As for the likelihood that Edward II survived I would agree with the author's hypothesis, that in order to preserve his own life and that of the Queen, as Edward III came to age, it was better to keep Edward II alive, somewhere, as a hedge against retribution. Had Mortimer died in the Tower, or in exile, and never deposed Edward II one has to wonder if Edward III would have ever had the reign he had: a young man with his whole life in front of him. Had Edward II stayed on the throne and if he lived at least as long as his father, Edward I, then "our" Edward III would have been middle aged, at best, when he ascended the crown. Or would he have been an embittered heir, not married to Philippa of Hainault, embarassed by his father's misgovernment,a son driven to work against his own father, as did Richard I with his father, Henry II?
Perhaps Mortimer acted out of self-preservation but he also created an example of what it takes to be an efficient and resolute king - the tragedy of Roger Mortimer is that he wasn't - directly - of the blood royal; he certainly had everything else it would have taken to be an incredibly competent, conscientious and dutiful king.

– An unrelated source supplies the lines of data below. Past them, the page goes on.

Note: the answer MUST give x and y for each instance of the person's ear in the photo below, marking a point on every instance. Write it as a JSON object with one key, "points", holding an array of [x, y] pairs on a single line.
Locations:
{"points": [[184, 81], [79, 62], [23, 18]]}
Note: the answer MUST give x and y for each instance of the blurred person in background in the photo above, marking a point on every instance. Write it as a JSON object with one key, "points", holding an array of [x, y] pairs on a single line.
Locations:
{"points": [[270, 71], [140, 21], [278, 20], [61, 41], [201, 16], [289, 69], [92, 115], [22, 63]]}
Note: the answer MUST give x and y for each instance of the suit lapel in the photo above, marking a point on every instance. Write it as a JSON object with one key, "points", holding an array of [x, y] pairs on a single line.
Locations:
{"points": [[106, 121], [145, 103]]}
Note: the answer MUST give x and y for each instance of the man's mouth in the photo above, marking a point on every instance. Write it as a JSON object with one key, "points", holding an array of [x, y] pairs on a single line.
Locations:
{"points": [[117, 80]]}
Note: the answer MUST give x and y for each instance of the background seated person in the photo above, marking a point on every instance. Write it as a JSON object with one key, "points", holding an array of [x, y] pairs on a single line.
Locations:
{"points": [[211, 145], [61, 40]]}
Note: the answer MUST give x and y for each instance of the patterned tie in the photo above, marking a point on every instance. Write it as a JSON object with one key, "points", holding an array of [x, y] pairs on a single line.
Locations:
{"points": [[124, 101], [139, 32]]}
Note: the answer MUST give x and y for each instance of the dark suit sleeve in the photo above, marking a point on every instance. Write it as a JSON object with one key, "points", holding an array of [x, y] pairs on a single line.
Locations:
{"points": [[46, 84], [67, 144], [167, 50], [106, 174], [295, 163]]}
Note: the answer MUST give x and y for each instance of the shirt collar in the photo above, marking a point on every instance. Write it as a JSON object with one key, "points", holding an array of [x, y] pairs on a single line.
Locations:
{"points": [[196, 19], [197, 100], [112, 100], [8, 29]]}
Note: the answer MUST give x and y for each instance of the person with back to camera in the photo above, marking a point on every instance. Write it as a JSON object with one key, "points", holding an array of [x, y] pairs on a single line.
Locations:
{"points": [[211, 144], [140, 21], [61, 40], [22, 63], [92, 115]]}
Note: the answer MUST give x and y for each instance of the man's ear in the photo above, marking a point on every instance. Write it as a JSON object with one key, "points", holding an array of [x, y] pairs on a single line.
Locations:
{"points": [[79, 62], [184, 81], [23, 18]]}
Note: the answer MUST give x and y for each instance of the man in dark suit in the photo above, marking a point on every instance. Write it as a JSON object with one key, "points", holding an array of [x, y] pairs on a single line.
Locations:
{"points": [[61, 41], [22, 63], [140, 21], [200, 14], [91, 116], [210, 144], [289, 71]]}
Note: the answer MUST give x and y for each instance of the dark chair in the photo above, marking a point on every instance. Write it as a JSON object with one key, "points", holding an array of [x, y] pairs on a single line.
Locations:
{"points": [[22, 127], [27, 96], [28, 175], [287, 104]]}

By the way, the heirs of Roger Mortimer, who was the first Earl of March, would in 7 generations, barely a 130 years later, become king, and in name - by also deposing an anointed king, and by conquest, and finally having that same king (Henry VI) put to death to maintain the throne - that king was Edward IV. Mortimer's almost bloodless coup, in contrast to his future heir's conquest of the throne, is a study in stunning strategic vision.
The author has my highest respect - I can't imagine a finer example of what biography is meant to achieve; it is in another league altogether from the "royal" biographers like Weir. I can only hope that someday Ian Mortimer will undertake to write about another mishandled subject of history: Richard III, in many ways Richard parallels his Mortimer forebear, a masterful coup with minimum blood and revenge and a likely "murder" he also did not commit but will probably never be able to shake from his reputation either.